PDF secret sharing
Finally exams are done and I have (barely) survived!
Even though classes are over for me, I am continuing to work on a project for one of my professors, who has an interest in data security/privacy. What the work is, is to attempt to create a program that can encrypt and decrypt pdf files using Shamir's Secret Sharing effectivly and efficiently.
If you don't know what Secret Sharing is regarding to encryption it is the following: We take a 'secret' and generate an arbitrary number of shares from it, which can be then distributed safely accross what ever medium. Individually these shares are useless, but when a specific number of shares, k, are combined, they reconstruct the original secret. An easier way to think of it is say you have a switch to deploy a bomb, however it is kept protected by locks. 5 people have keys for the locks, therefore you need 3 of the people to use their keys to open the 3 locks in order to flip the switch. Read the Wiki for more details on the technique. In my project, each letter in the PDF document is treated as a secret, and split into 5 shares. 5 pdf documents are created to hold the corresponding shares for the entire document and 3 share files are required in order to reconstruct the original document. Reconstruction is done by calculating Lagrange basis polynomials. Again read the wiki for more info.
One problem that arises is that this technique is weak to frequency analysis attacks. This means that characters are directly mapped to a different character. So so say we have the letter 'a' as a secret to be shared then as example the following secrets are generated for it:
Secret 1: b
Secret 2: D
Secret 3: j
Secret 4: 8
Secret 5: y
This seems fine as there is no way someone looking at those 5 shares could figure out our secret is 'a'. However the problem lies in the fact that EVERYTIME the letter 'a' is shared in our document it will appear as 'b' in secret 1, 'D' in secret 2, etc. This is fixed by modifying how we create the shares which now uses the sumation of the degrees of our polynomials as the functions for computing secrets.
Secret sharing is not restricted to text, since to calculate text values, we use the numerical equivilant and share that value, what is stopping us from sharing images and sharing the RGB values? nothing at all! If we take a pixel from an image, and create shares of the R, G and B values of that pixel, our image is virtually destroyed in the shares, and can be reconstructed in the same manner as text is. This is however more computationally expensive as instead of performing one 'sharing' operation per character, we are performing 3 operations for every pixel.

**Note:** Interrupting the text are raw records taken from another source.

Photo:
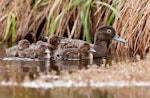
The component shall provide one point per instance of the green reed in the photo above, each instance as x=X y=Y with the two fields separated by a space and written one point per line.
x=54 y=25
x=84 y=18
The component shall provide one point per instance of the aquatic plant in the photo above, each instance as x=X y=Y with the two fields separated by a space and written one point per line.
x=34 y=19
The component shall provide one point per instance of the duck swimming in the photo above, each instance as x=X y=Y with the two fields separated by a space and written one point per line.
x=13 y=51
x=38 y=50
x=83 y=52
x=102 y=38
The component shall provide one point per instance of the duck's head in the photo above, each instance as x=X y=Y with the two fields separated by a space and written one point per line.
x=23 y=44
x=85 y=47
x=107 y=33
x=54 y=40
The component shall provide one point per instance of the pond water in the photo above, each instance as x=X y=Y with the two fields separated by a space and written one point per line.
x=15 y=71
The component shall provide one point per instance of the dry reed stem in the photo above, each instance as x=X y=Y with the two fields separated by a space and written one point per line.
x=32 y=21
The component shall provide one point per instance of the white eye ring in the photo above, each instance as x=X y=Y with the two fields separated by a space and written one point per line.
x=109 y=31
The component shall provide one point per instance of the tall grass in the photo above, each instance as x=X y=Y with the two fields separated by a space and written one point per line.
x=34 y=19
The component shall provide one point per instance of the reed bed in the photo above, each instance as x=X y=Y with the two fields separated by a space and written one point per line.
x=35 y=19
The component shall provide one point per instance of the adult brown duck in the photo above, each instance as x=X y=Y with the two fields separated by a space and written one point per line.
x=102 y=38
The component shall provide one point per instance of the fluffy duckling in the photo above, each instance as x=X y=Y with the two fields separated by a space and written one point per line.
x=13 y=51
x=83 y=52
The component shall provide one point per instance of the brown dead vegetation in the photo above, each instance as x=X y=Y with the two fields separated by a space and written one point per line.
x=34 y=20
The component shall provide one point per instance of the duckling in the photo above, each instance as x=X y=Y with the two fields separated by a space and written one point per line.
x=83 y=52
x=38 y=50
x=13 y=51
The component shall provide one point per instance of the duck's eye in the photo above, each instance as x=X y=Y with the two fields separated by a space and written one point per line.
x=109 y=31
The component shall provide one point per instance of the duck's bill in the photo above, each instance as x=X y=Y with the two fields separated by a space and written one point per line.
x=47 y=51
x=118 y=38
x=92 y=50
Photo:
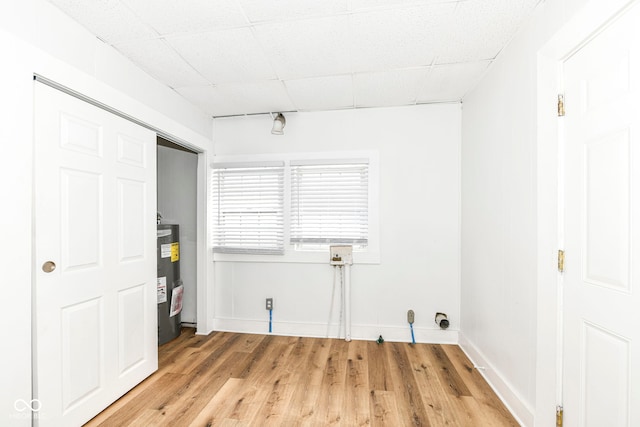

As for the progress of the project, I have implemented the text features fully, and currently am working on image sharing. Unfortunately taking a 2~ week break for exams has made me feel rusty on the project and I REALLY wish I had commented my code better at the time
Anyways, I hope I enlightened you slightly on a strong encryption technique which isn't too hard to implement in code yourself as the computer will deal with all the actual math for you! If you have any questions feel free to ask, time for me to re-aquaintent myself with my code!